Tony: There is a big conversion that has to happen. What are patients really trying to buy? Are they trying to buy a hospital visit or are they trying to solve their fibromyalgia? BIND’s products are atomized pieces of coverage that are built around conditions. When you see the best way to solve your condition, then you are not bouncing around inside this system that isn’t oriented around that condition. Take symptoms and map them to conditions – they will all live in the cloud. The primary care centered model is going to be replaced by digital.

Demi: Many primary care doctors that I’ve talked to are just tired of patients coming in and saying, I went on symptom checker, I know exactly what I have, you just need to give me the medicine for this condition. And the physician is left frustrated as well as the patient.

Tony: There is this fallacy in the physician world, which is the physician is expert. What we do know is the position is not expert. Physician error rates are very large, and a lot of it is cognitive error. Cognitive computing and AI computing can help solve this. Even though the first versions of what you’re talking about were really at the advent of the Internet and there was information available to people, today, we are on the next edge and other digital AI wave is going to actually build context into that information. It will be more nuanced.

Q3: How important is digital health technology to BIND and could have it been possible without it?

Tony: No, you couldn’t have even had BIND five years ago. If you look at all the other ACA VC backed insurance the thinking is – I’m going to put insurance on a modern tech stack, right? It will do all this cool stuff. Our view was putting insurance on a modern tech stack and just leaving the product the same isn’t going to make insurance better. The question you should ask yourself is – what product does a modern tech stack enable? How would we then change insurance based on the new capabilities – distributive computing, AI, constant monitoring? What would that product look like?

Lightning Round

1. What is a saying, quote or phrase that motivates you?
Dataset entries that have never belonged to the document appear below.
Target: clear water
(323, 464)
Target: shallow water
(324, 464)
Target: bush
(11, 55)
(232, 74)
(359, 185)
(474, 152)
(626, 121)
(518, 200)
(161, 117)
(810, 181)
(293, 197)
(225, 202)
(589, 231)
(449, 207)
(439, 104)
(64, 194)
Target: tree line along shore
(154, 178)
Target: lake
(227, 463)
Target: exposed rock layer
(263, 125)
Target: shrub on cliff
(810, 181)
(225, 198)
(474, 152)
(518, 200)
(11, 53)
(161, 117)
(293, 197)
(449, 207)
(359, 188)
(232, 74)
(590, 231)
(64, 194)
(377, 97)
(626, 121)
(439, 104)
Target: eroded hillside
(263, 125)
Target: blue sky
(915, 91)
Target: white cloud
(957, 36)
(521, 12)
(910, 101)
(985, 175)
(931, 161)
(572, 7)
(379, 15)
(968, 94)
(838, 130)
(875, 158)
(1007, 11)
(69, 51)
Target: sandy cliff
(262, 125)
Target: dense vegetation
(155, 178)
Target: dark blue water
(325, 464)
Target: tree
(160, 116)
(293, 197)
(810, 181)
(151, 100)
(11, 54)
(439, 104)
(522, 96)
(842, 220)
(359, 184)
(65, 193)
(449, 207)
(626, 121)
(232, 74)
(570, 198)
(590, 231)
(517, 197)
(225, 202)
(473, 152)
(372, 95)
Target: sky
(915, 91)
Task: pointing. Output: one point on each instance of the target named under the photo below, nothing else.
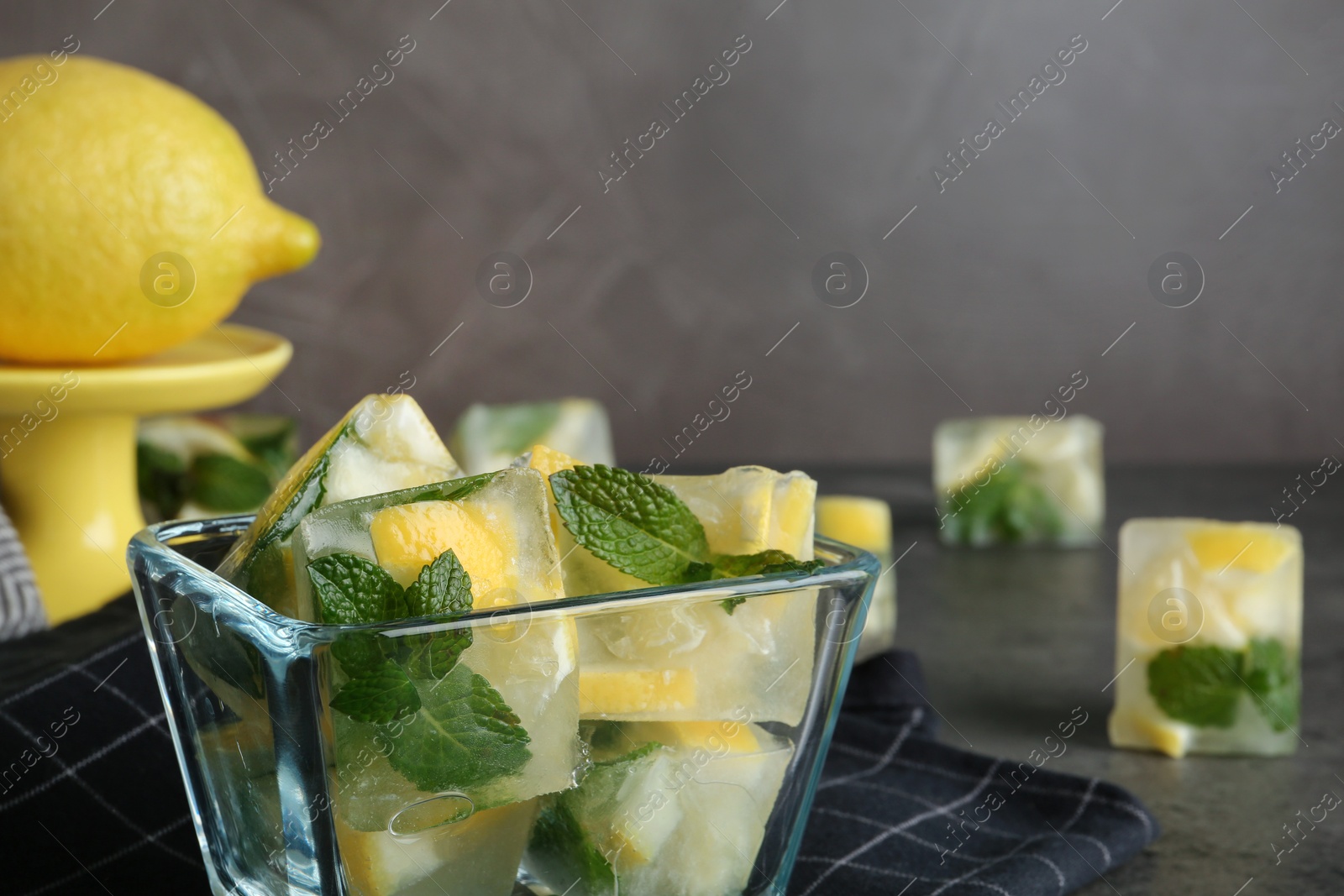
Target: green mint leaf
(160, 479)
(270, 438)
(1270, 676)
(631, 521)
(1010, 508)
(635, 755)
(1200, 685)
(732, 566)
(378, 694)
(561, 849)
(463, 736)
(360, 652)
(226, 484)
(449, 490)
(353, 590)
(510, 429)
(443, 589)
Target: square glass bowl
(291, 797)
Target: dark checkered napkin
(92, 799)
(91, 795)
(20, 605)
(900, 813)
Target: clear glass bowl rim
(853, 566)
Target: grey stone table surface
(1012, 640)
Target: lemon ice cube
(759, 656)
(497, 527)
(1209, 637)
(490, 437)
(866, 523)
(383, 443)
(636, 692)
(477, 856)
(669, 808)
(1019, 479)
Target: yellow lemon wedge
(410, 537)
(134, 217)
(1240, 547)
(864, 523)
(624, 692)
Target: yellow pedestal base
(67, 452)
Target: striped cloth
(20, 602)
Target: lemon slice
(1238, 547)
(613, 694)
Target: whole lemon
(131, 214)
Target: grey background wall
(659, 291)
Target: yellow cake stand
(67, 468)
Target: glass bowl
(286, 799)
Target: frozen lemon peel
(1238, 547)
(1209, 637)
(134, 217)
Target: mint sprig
(378, 694)
(644, 530)
(351, 590)
(1196, 684)
(1273, 681)
(1203, 685)
(631, 521)
(464, 735)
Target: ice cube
(385, 443)
(1209, 637)
(497, 527)
(866, 523)
(669, 808)
(701, 661)
(475, 856)
(490, 437)
(1019, 479)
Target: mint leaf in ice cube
(463, 736)
(444, 589)
(1200, 685)
(443, 586)
(351, 590)
(1273, 681)
(562, 849)
(378, 694)
(226, 484)
(631, 521)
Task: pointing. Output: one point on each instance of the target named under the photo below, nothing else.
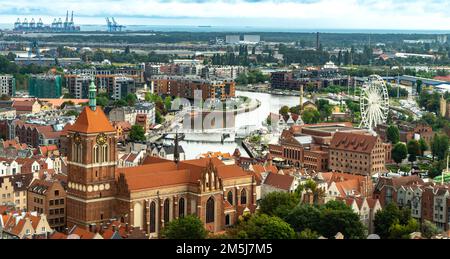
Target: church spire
(92, 96)
(176, 153)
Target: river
(269, 103)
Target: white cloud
(370, 14)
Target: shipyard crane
(108, 23)
(113, 26)
(34, 46)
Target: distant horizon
(247, 28)
(395, 15)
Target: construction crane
(34, 46)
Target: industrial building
(47, 61)
(232, 39)
(7, 85)
(122, 86)
(252, 38)
(56, 26)
(189, 88)
(45, 86)
(78, 85)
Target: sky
(305, 14)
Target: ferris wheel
(374, 102)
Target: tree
(168, 103)
(158, 117)
(71, 113)
(325, 108)
(429, 229)
(308, 234)
(131, 99)
(423, 146)
(278, 204)
(102, 101)
(393, 134)
(11, 56)
(284, 110)
(262, 226)
(338, 217)
(188, 227)
(439, 146)
(399, 152)
(304, 216)
(413, 150)
(311, 186)
(64, 104)
(311, 116)
(419, 86)
(389, 216)
(5, 97)
(137, 133)
(399, 231)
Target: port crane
(113, 26)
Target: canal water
(269, 103)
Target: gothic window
(210, 210)
(181, 207)
(80, 153)
(105, 153)
(166, 211)
(243, 196)
(96, 154)
(152, 217)
(74, 153)
(230, 197)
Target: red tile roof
(353, 142)
(170, 174)
(279, 181)
(90, 121)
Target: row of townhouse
(24, 225)
(427, 201)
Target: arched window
(152, 217)
(74, 152)
(80, 154)
(181, 207)
(210, 210)
(230, 197)
(96, 154)
(105, 153)
(244, 196)
(166, 211)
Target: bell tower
(91, 168)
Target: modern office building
(45, 86)
(7, 85)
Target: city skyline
(298, 14)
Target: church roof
(90, 121)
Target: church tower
(91, 168)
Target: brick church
(152, 194)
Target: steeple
(176, 153)
(92, 96)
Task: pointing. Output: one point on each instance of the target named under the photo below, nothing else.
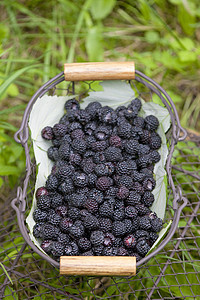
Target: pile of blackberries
(97, 199)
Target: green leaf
(8, 170)
(101, 8)
(94, 44)
(187, 56)
(15, 75)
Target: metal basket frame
(22, 136)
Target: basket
(87, 73)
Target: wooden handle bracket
(99, 71)
(98, 265)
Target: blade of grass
(5, 271)
(16, 74)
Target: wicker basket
(88, 73)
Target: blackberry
(138, 176)
(108, 239)
(37, 229)
(105, 224)
(155, 156)
(129, 241)
(136, 255)
(84, 244)
(98, 250)
(53, 153)
(65, 224)
(61, 211)
(143, 149)
(71, 249)
(88, 253)
(79, 145)
(74, 213)
(64, 151)
(145, 137)
(156, 224)
(144, 161)
(93, 108)
(41, 191)
(49, 232)
(124, 130)
(78, 200)
(151, 123)
(80, 179)
(133, 198)
(118, 228)
(46, 246)
(131, 147)
(77, 134)
(111, 192)
(138, 122)
(149, 184)
(47, 133)
(57, 249)
(66, 187)
(91, 205)
(99, 146)
(155, 141)
(141, 234)
(74, 125)
(53, 218)
(148, 199)
(99, 157)
(130, 212)
(44, 202)
(123, 168)
(136, 103)
(90, 140)
(75, 159)
(91, 222)
(126, 181)
(56, 200)
(63, 238)
(76, 232)
(59, 130)
(96, 195)
(123, 192)
(118, 214)
(142, 247)
(87, 165)
(72, 104)
(90, 128)
(115, 141)
(144, 223)
(103, 183)
(97, 238)
(39, 215)
(129, 226)
(122, 251)
(135, 224)
(142, 210)
(101, 170)
(106, 210)
(83, 117)
(107, 115)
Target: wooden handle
(99, 71)
(98, 265)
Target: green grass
(38, 37)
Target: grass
(38, 37)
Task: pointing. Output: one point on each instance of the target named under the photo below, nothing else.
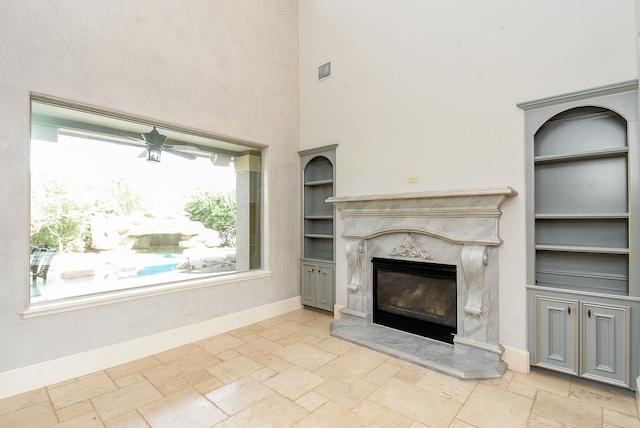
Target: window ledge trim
(89, 301)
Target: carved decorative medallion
(409, 248)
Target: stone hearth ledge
(425, 352)
(459, 227)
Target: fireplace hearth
(415, 297)
(446, 320)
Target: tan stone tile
(605, 398)
(125, 399)
(522, 389)
(91, 375)
(179, 368)
(544, 382)
(75, 410)
(327, 371)
(301, 337)
(234, 369)
(358, 361)
(88, 420)
(263, 374)
(273, 411)
(424, 406)
(247, 331)
(491, 407)
(457, 423)
(238, 395)
(566, 410)
(383, 416)
(21, 401)
(184, 409)
(81, 390)
(409, 376)
(131, 419)
(275, 363)
(308, 317)
(319, 330)
(129, 380)
(208, 385)
(282, 330)
(502, 383)
(294, 382)
(612, 419)
(447, 386)
(175, 353)
(251, 337)
(258, 348)
(227, 355)
(185, 382)
(382, 373)
(311, 401)
(306, 356)
(39, 415)
(335, 346)
(132, 367)
(271, 322)
(332, 415)
(221, 343)
(346, 390)
(536, 421)
(310, 340)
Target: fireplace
(447, 319)
(415, 297)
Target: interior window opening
(118, 203)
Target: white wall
(430, 88)
(226, 67)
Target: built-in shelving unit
(582, 186)
(318, 227)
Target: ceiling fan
(156, 144)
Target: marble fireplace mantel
(458, 227)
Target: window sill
(82, 302)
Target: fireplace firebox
(416, 297)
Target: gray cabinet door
(605, 342)
(324, 290)
(557, 334)
(309, 284)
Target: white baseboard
(50, 372)
(517, 359)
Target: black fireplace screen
(416, 297)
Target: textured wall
(227, 67)
(429, 89)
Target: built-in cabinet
(583, 338)
(582, 206)
(318, 227)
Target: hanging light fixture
(155, 141)
(153, 154)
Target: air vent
(324, 71)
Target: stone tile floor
(288, 371)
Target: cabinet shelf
(318, 183)
(318, 227)
(582, 249)
(317, 236)
(580, 216)
(595, 154)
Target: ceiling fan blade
(177, 153)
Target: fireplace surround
(458, 228)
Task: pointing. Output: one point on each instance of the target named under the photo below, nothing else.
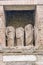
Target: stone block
(28, 34)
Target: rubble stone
(28, 34)
(20, 36)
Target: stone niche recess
(21, 26)
(20, 21)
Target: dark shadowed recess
(17, 18)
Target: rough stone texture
(28, 34)
(20, 36)
(20, 63)
(10, 33)
(2, 33)
(39, 26)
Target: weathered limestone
(39, 26)
(28, 34)
(10, 36)
(20, 36)
(2, 27)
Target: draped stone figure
(10, 33)
(20, 36)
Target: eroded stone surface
(2, 33)
(20, 36)
(28, 34)
(10, 33)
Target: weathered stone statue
(2, 33)
(28, 34)
(20, 36)
(10, 36)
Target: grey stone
(28, 34)
(10, 33)
(20, 36)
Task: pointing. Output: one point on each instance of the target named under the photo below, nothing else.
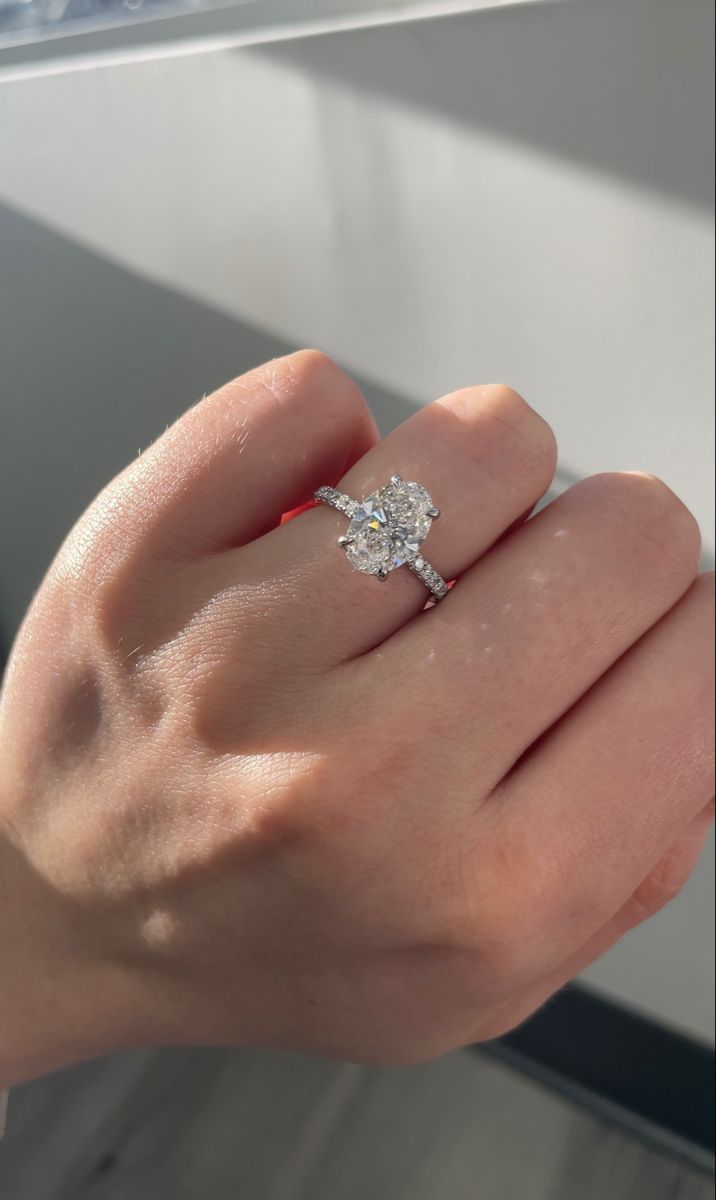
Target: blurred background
(435, 195)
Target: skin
(251, 795)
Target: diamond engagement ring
(386, 531)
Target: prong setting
(386, 531)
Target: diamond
(368, 539)
(389, 527)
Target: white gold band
(386, 531)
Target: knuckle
(533, 431)
(650, 507)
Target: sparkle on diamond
(389, 527)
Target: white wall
(519, 195)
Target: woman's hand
(251, 795)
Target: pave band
(386, 531)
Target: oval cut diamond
(389, 527)
(369, 544)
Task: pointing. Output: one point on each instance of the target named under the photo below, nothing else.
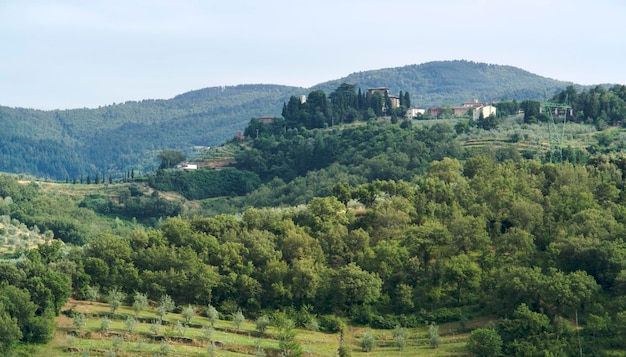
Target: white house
(485, 110)
(414, 112)
(189, 166)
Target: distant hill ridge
(63, 144)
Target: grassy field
(176, 339)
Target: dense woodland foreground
(412, 230)
(533, 245)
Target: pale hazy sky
(86, 53)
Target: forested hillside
(115, 138)
(112, 139)
(381, 223)
(433, 84)
(534, 248)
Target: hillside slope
(113, 139)
(454, 82)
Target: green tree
(115, 298)
(262, 322)
(80, 321)
(399, 337)
(140, 303)
(433, 335)
(166, 304)
(170, 158)
(188, 313)
(212, 315)
(131, 324)
(10, 333)
(238, 319)
(368, 341)
(287, 339)
(485, 342)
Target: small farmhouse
(484, 111)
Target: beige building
(395, 101)
(485, 110)
(414, 112)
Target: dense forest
(532, 245)
(115, 138)
(345, 217)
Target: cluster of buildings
(475, 109)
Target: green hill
(454, 82)
(113, 139)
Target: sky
(61, 54)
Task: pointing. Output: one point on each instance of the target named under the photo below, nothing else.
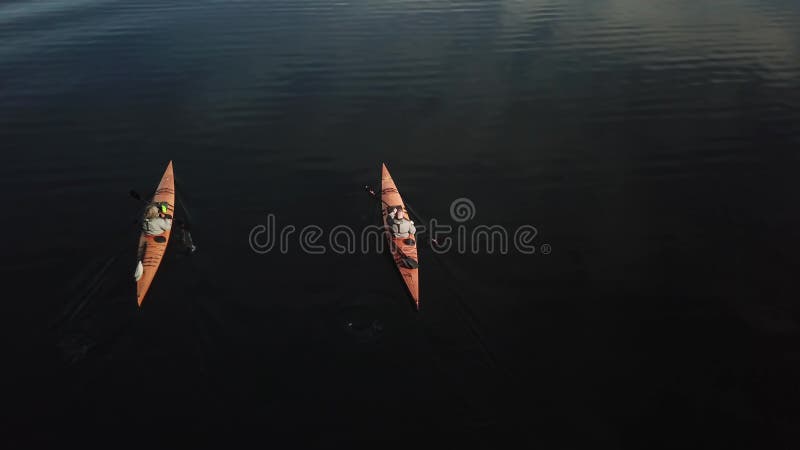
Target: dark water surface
(654, 145)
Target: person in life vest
(156, 219)
(401, 227)
(156, 222)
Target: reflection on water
(652, 143)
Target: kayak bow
(152, 248)
(401, 251)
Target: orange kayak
(152, 248)
(401, 251)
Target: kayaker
(401, 227)
(156, 220)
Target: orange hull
(391, 196)
(151, 252)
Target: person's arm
(166, 224)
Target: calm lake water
(653, 145)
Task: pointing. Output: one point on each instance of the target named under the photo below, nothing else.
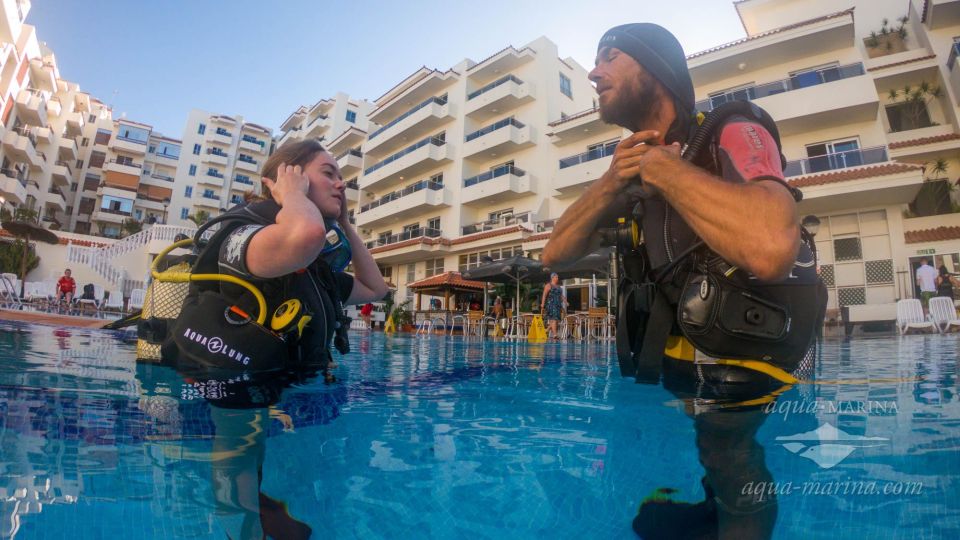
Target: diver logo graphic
(216, 346)
(827, 446)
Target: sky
(155, 61)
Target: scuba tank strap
(649, 356)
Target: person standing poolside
(553, 303)
(927, 281)
(66, 287)
(366, 313)
(946, 283)
(742, 209)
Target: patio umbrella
(511, 270)
(27, 231)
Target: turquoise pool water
(439, 437)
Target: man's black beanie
(659, 52)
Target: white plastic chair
(137, 297)
(113, 302)
(910, 316)
(944, 314)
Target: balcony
(74, 124)
(162, 177)
(126, 144)
(125, 167)
(504, 94)
(812, 100)
(61, 173)
(111, 215)
(350, 162)
(416, 122)
(56, 199)
(352, 191)
(67, 149)
(32, 107)
(839, 160)
(12, 187)
(411, 161)
(412, 245)
(497, 139)
(220, 135)
(317, 127)
(502, 183)
(251, 143)
(577, 172)
(247, 164)
(208, 201)
(20, 145)
(493, 224)
(43, 74)
(216, 156)
(43, 135)
(408, 201)
(213, 178)
(54, 107)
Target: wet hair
(293, 153)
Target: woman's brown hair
(292, 153)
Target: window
(815, 76)
(97, 159)
(434, 267)
(565, 87)
(833, 155)
(907, 116)
(133, 134)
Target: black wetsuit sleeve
(344, 284)
(233, 251)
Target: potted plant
(888, 40)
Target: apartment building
(477, 161)
(220, 161)
(41, 117)
(458, 166)
(326, 119)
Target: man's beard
(635, 108)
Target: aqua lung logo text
(216, 346)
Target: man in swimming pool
(743, 210)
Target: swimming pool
(438, 437)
“Be the change you want to see in the World.” – Gandhi

2. What advice do you have for others working to innovate and healthcare?

If you’re going to innovate in healthcare, expect a lot of failures. But that failure actually is teaching you something. Don’t give up. Eventually, you are going to find a breakthrough. Don’t think you have to get the right answer the first time.

3. What book do you recommend to our listeners?

The Innovators by Walter Isaacson.

4. What is the tech that makes her life better and easier and keeps you healthy?

Soul Cycle, CorePower Yoga Apps – I have apps for all the places I go to go workout.

5. If I give you a check for 5 million where would you invest it and what health technology would invest today?

We put all our chips into BIND. If you really want to change the system at the core of where to change the system is financing. That’s where you should put your money.